As South African companies have started to experience normalised operations after the worst of Covid-19 and getting back to work after the festive season, questions have arisen over hybrid work models and mandatory vaccine policies.
In response to these topics, law firm Cliffe Dekker Hofmeyr (CDH) has unpacked some of the options and legalities.
Addressing the question of what flexible working models an employer can introduce in 2022, the firm says online work is a fast-growing trend and the digital era is driving new forms of employment through various online platforms.
Remote and hybrid working arrangements allow employees to work from home and attend the traditional workplace intermittently, particularly making room for atypical employment opportunities – temporary placements, fixed-term contracts and variable hour contracts.
These types of arrangements afford both employers and employees more flexibility and can attract highly skilled employees who favour this flexibility. It also allows employers access to a greater pool of skills and contained labour costs.

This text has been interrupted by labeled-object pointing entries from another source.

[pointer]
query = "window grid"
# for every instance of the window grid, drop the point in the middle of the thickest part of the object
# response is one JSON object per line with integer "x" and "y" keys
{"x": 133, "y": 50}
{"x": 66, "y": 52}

However, some of the negative consequences to atypical employment include a lack of job security and potential for excessive use of atypical forms of employment, which, in turn, impacts on workplace productivity and growth.
If employees are concerned about productivity and performance of employees working from home, CDH suggests that they ensure productivity through daily collaboration sessions, clearly defined deliverables, the introduction of efficient technology and productivity tools and assisting employees with developing strategies to effectively work from home.
CONSENT TO CHANGES
Addressing the issue of whether employee consent is required for a company to move to a hybrid or remote working model, CDH says employers should consider whether their employees’ place of work is determined through workplace practice, or whether it is incorporated as terms and conditions of employment contained in contracts.
If it is the latter, employee consent is needed to change to a hybrid model.
With regard to what happens when employees refuse to return to an office and what their rights are in this regard, the law firm explains that employers that have conducted a risk assessment of the workplace and implemented appropriate measures to ensure the health and safety of employees – such as physical distancing, sanitising, vaccination policies and the wearing of personal protective equipment – are entitled to call on employees to return to the office.
The contract of employment may stipulate an employee’s place of work. If an employee unreasonably refuses to return to the stipulated place of work, then the employee may be in breach of the contract of employment and the employer may institute disciplinary action against the employee.
An employee who fails to adhere to a reasonable and lawful instruction from an employer to return to the contractually agreed workplace may be guilty of insubordination, which is a form of misconduct and may result in dismissal.
However, employees have the right to refuse to return to the workplace if they have a legitimate and objective reason to believe that the workplace poses a threat to their health and safety.
Employers should assess the reasonableness of an employee’s concern and eliminate the risk, if any. Once the health and safety threat has been remedied, a continued refusal may constitute insubordination.
CDH lists the first steps that employers need to implement towards a mandatory vaccination policy as being to identify the employees who fall within the “must be vaccinated” category and inform them of the measures that will be implemented with regard to the mandatory vaccination policy.
Next, the employer must provide electronic support to assist employees to register on government’s registration portal for Covid-19 vaccination, and allow them paid time off to be vaccinated, provided that they show proof of vaccination.
Employers must also allow employees to submit objections or applications for exemptions to vaccination, based on Constitutional, religious or medical grounds.
Employers should also provide employees with information on the nature and benefits of Covid-19 vaccines, as well as its possible risks and side effects, such as allergic reactions.